Berdasarkan informasi yang dihimpun media ini dari sumber terpercaya media ini menyebutkan dugaan keterlibatan dari seorang warga dengan nama Andi yang tinggal di Kupang dan diduga memiliki peran penting dalam rantai distribusi produk tersebut. Nama yang bersangkutan disebut oleh beberapa narasumber sebagai pemasok utama rokok King Garet ke berbagai daerah di NTT.
Media ini berupaya melakukan penelusuran terhadap peredaran rokok ilegal tersebut dan memperoleh informasi bahwa aktivitas penyimpanan dan distribusi rokok tersebut diduga berpusat di Kota Kupang. Dari lokasi tersebut, produk kemudian disalurkan ke sejumlah wilayah di Pulau Flores dan daerah lainnya.
“Barang biasanya dikirim dari Kupang. Namanya Andi. Dia tinggal di Kupang, tapi asli dari Malang,” ujar salah seorang sumber yang mengatakan kepada FajarNTT.com dan meminta identitasnya dirahasiakan, pada Sabtu, 20 Juni 2026.
Sumber tersebut menjelaskan bahwa rokok King Garet menggunakan pita cukai ilegal.
Ia menyampaikan bahwa penggunaan pita cukai ilegal tersebut, dilakukan untuk mengelabui aparat agar tidak disita.
“Selain dugaan peredaran tanpa cukai yang sesuai, muncul pula informasi mengenai penggunaan pita cukai yang diduga tidak berasal dari perusahaan produsen yang tercantum pada kemasan rokok King Garet,” jelas sumber tersebut.
“Jika dugaan tersebut terbukti benar, maka praktik tersebut berpotensi masuk dalam kategori pelanggaran ketentuan cukai sebagaimana diatur dalam peraturan perundang-undangan yang berlaku,” lanjutnya.

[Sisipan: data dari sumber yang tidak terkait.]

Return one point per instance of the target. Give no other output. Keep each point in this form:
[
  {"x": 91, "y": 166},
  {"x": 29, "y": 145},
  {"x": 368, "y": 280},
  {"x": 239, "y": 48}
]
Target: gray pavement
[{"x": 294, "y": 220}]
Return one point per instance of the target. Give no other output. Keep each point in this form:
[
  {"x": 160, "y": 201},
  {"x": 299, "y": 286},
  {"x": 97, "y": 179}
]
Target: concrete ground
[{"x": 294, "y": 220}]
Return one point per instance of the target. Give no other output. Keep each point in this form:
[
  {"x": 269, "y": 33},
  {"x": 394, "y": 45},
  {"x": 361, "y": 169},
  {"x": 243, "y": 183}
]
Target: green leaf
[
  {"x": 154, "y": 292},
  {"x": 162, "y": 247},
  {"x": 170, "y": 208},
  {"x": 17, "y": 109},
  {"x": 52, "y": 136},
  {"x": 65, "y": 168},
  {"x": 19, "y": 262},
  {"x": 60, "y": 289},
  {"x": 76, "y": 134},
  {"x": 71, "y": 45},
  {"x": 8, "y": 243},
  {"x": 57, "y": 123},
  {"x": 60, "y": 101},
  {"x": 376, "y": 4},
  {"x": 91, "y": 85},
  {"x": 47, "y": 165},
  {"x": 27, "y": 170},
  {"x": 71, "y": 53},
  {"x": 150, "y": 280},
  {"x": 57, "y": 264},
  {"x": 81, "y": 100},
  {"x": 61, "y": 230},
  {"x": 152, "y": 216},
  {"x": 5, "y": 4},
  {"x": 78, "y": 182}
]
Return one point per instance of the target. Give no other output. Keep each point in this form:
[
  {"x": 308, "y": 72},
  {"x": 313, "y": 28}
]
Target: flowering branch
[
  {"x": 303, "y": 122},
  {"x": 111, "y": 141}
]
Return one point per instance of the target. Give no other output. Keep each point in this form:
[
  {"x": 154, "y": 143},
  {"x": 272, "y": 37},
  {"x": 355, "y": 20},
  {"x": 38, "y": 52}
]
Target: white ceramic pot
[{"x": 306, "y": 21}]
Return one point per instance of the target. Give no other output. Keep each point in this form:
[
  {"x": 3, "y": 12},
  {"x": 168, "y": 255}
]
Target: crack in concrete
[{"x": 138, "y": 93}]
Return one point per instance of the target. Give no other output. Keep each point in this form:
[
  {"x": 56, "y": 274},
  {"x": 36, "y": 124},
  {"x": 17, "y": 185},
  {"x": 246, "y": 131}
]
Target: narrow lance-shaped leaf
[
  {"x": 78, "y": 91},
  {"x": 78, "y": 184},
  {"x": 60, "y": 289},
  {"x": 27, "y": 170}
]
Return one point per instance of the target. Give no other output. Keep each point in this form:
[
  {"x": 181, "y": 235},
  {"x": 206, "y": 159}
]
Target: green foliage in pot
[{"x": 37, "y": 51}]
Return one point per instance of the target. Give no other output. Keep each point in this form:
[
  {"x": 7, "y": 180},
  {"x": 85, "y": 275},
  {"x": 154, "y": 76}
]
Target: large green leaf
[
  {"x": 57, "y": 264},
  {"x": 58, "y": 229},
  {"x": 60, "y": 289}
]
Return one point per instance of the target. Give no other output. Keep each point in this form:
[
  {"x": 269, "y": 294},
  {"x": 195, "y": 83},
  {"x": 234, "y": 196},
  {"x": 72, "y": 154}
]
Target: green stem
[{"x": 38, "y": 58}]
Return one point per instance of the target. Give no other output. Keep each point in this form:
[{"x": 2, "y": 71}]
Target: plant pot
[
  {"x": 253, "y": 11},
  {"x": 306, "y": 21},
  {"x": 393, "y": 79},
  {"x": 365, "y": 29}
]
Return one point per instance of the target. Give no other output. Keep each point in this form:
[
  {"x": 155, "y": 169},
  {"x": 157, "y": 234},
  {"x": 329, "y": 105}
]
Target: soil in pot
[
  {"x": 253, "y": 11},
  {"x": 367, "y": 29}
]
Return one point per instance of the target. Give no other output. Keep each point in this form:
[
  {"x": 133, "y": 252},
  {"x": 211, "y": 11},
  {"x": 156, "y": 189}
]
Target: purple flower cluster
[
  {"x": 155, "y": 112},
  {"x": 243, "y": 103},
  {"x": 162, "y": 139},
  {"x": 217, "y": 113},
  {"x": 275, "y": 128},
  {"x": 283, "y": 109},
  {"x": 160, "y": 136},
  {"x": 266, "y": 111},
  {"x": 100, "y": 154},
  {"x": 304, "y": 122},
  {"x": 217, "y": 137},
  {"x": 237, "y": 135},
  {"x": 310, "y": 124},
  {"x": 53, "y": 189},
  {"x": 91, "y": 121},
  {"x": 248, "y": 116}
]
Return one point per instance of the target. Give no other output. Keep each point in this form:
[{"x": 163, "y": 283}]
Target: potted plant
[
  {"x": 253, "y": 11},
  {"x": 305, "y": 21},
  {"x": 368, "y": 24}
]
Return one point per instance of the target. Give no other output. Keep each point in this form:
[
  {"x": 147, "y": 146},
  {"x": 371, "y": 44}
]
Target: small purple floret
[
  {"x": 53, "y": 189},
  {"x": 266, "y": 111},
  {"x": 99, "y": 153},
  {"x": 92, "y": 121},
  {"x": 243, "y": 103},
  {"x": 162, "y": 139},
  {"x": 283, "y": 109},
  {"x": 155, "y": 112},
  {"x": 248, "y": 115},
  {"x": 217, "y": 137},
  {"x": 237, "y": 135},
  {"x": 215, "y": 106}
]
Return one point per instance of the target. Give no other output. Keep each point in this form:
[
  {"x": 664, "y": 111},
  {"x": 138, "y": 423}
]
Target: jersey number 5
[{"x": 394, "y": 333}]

Untuk diketahui, dalam sistem cukai nasional, setiap pita cukai diterbitkan secara khusus untuk perusahaan dan produk tertentu. Penggunaan pita cukai yang tidak sesuai dengan identitas produsen maupun jenis barang yang dilekatkan dapat dikategorikan sebagai penyalahgunaan pita cukai atau penggunaan pita cukai bukan haknya.
Sejumlah narasumber di lapangan mengaku aktivitas distribusi rokok tersebut telah berlangsung dalam kurun waktu yang cukup lama. Mereka menilai peredaran produk itu tidak lagi menjadi rahasia di kalangan pelaku usaha maupun masyarakat setempat.

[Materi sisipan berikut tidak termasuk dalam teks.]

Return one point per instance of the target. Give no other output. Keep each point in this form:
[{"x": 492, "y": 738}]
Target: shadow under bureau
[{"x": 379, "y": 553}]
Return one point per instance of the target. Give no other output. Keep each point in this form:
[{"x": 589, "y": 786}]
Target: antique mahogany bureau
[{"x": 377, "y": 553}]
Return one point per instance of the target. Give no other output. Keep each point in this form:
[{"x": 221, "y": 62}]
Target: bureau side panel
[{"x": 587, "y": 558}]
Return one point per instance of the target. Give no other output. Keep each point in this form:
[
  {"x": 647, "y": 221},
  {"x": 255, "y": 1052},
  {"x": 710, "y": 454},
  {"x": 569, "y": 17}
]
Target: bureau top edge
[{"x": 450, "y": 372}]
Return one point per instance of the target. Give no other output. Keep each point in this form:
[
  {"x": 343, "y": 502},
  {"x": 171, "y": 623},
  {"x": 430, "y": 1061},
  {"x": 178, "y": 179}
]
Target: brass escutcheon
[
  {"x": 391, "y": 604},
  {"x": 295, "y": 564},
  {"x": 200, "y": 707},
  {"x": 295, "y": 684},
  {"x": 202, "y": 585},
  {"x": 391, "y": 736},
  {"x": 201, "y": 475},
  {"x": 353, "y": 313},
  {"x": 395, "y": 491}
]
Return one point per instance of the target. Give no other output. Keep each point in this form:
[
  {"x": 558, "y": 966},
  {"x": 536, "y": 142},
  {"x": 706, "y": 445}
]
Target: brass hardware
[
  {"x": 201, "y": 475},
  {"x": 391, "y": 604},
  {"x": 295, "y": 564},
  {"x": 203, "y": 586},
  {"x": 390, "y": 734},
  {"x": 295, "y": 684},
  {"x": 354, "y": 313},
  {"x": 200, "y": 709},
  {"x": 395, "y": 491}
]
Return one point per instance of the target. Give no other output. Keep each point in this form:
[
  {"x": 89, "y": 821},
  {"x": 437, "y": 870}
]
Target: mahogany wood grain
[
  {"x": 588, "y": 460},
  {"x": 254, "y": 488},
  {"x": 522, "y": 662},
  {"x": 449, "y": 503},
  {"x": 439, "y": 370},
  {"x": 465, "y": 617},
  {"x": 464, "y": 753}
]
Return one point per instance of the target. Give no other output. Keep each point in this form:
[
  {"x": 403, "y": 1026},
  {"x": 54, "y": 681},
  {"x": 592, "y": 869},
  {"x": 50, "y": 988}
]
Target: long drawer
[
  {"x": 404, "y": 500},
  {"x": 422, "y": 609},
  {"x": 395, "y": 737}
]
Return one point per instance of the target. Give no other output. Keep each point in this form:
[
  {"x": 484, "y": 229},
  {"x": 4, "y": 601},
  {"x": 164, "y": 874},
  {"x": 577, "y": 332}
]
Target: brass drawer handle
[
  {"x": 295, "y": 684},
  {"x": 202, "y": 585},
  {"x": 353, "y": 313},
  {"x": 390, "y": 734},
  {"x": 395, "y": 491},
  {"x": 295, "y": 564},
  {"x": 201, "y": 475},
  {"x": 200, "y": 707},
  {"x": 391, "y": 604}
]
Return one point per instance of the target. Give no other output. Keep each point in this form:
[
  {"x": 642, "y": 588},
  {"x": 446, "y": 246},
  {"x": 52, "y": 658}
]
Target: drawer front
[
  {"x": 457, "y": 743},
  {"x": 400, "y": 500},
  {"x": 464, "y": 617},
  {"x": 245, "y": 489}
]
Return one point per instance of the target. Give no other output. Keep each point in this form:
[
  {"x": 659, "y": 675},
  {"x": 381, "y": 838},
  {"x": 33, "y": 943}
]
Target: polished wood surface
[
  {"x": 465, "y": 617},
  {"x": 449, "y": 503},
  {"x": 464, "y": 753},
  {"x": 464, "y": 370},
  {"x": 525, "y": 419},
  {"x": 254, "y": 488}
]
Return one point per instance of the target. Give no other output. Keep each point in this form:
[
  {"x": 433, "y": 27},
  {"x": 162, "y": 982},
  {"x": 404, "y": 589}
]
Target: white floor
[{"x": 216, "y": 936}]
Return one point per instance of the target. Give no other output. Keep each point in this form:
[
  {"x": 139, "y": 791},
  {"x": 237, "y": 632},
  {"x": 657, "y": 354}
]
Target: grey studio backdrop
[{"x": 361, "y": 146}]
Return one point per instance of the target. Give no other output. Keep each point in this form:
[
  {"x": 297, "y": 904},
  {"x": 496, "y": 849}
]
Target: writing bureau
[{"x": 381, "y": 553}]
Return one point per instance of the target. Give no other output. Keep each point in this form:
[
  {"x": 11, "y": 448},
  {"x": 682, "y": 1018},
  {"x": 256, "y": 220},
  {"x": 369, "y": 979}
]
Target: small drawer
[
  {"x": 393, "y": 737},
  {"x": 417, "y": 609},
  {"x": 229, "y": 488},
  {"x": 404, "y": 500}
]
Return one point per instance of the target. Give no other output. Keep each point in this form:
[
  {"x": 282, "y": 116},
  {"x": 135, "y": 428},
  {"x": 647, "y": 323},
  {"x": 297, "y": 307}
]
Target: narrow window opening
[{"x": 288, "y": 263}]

Menurut ketentuan Undang-Undang Nomor 39 Tahun 2007 tentang Cukai, pelanggaran terkait penggunaan pita cukai yang tidak sesuai peruntukannya dapat dikenakan sanksi pidana dan denda yang cukup berat. Ancaman hukuman mencakup pidana penjara serta denda berkali lipat dari nilai cukai yang seharusnya dibayarkan kepada negara.
Selain itu, barang yang terbukti melanggar ketentuan cukai dapat disita dan dimusnahkan sesuai prosedur hukum yang berlaku.
Praktik penyalahgunaan pita cukai umumnya dilakukan untuk mengurangi beban pembayaran cukai, menekan harga jual produk di pasaran, atau menciptakan kesan bahwa produk yang dipasarkan telah memenuhi ketentuan legalitas.
Hingga berita ini diturunkan, belum terdapat keterangan resmi dari A. Publik pun menunggu langkah investigasi dan penegakan hukum guna memastikan ada atau tidaknya pelanggaran yang terjadi.(*)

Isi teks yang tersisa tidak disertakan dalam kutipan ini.